Villagers Speak Up as Reservoir Plan Digs Into Their Rice Fields

Villagers in Banteay Meanchey province on Saturday protested against a local military official’s plan to build a reservoir on their land, then sell the dirt at a profit.

The reservoir is being dug over 52 hectares in Serei Saophoan City’s Kompong Svay commune by Brigadier General Plon Dara, commander of the Royal Cambodian Armed Forces in Banteay Meanchey.

Villagers gather on Saturday near an excavator beginning to dig a 52-hectare reservoir that will engulf their rice fields in Banteay Meanchey province's Serei Saophoan City. (Adhoc)
Villagers gather on Saturday near an excavator beginning to dig a 52-hectare reservoir that will engulf their rice fields in Banteay Meanchey province’s Serei Saophoan City. (Adhoc)
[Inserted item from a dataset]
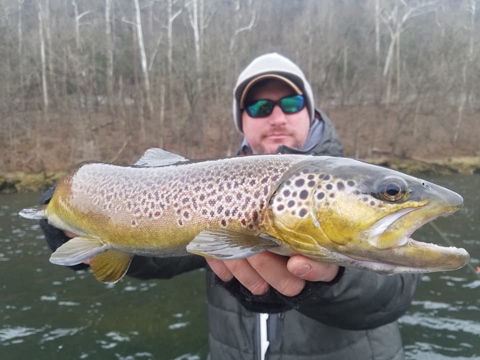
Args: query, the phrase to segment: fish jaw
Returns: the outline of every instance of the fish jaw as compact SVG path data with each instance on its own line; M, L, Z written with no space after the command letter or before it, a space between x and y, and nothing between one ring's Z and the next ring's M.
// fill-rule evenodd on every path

According to villager Nem Chhun, 39, 120 people from 85 families who stand to lose their rice fields to the reservoir demonstrated outside the provincial government hall on Saturday after excavators moved in and began digging.

“We protested, demanding that the governor help us, because Mr. Plon Dara is digging up the rice fields and taking the earth for sale,” Ms. Chhun said Sunday, adding that she would lose a 2,500-square-meter plot of land if the digging continued.

“We will burn the excavators if they come back to dig up our rice fields,” she said.

Brigadier General Dara argued that the digging was lawful because his son, Plon Hong, received permission from the Ministry of Water Resources and the provincial government in 2008 to build a reservoir there for irrigation purposes.

“Provincial authorities allowed my family’s company to build the irrigation [reservoir],” he said. “The agreement stated that the company will take the earth from the rice fields and the state will get a water reservoir for irrigation.”

Ms. Chhun, however, said the planned reservoir would be of little use to the protesting villagers if they had no crops.

“We don’t need an irrigation system, because we will have lost all the land here. So how can we cultivate rice with that irrigation?” she said.

She also said the company had not shown residents a plan for the proposed reservoir, and that villagers believed the company was only seeking to excavate and sell the earth.

Provincial administration chief Chhoeun Krayong said the digging had been temporarily halted while local officials discuss the villagers’ demands.

They are asking the government to make the general’s company stop digging the reservoir and replace the earth that had been excavated so far, and are also seeking titles to their farmland, Mr. Krayong said.

“I told the [villager] representatives that we will find a solution for those families for the [first] two requests only, but we are not able to issue land titles for those families because this is state land,” he said.